Aylus was an anchor and a beacon to her family, a model of dedication and responsibility, inclusive and giving of herself with love and without complaint. Raising the children was her life’s purpose, with endless patience and with her special love. She also had love for the rest of the family. She was a devoted “savdoda” to Sagi’s family and loved and cared for the children. In every meeting with Aylus the feeling was of endless love and acceptance. She always cared for the family and adjusted herself to each generation; she saved her special laugh for the little ones, and for the parents she was always the one to go to for advice and help. She contributed from her experience, in a good spirit, calmly, with a smile. She pled with the young generation: “Don’t do what I wouldn’t do,” but she also accepted it with understanding when they chose otherwise. Towards her parents, too, her responsibility and patience stood her in good stead, and she supported them with endless devotion.
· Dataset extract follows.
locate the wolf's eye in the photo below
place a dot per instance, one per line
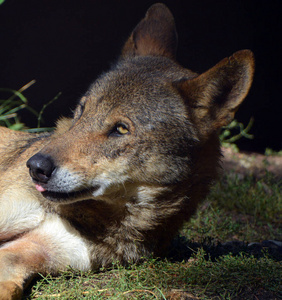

Alongside this she continued working in the printing press. Aged 70, she transferred to the manual wrapping department and became the right hand of Bosmat. She took responsibility for things that required skilled hands – cutting, sticking, packaging, and, in general, finding simple magical solutions for problems that seemed complicated. In the corridors of the printing press too, the family came first; Aylus would stop Sagi for a hug during every tour, no matter who he was with, and would say “I’m his aunt – and now you can continue.” Meanwhile the children grew, the future seemed calmer, and it was possible to sit for a little while to talk with friends or to go with them to a film workshop at Cinema City in Ramat Hasharon, to arrange flowers for festivals, and to think about renovating her home.
On October 7, Ayala was murdered together with Liel and Yanai. Today they are buried next to Grandpa Avia, who was also murdered that Shabbat.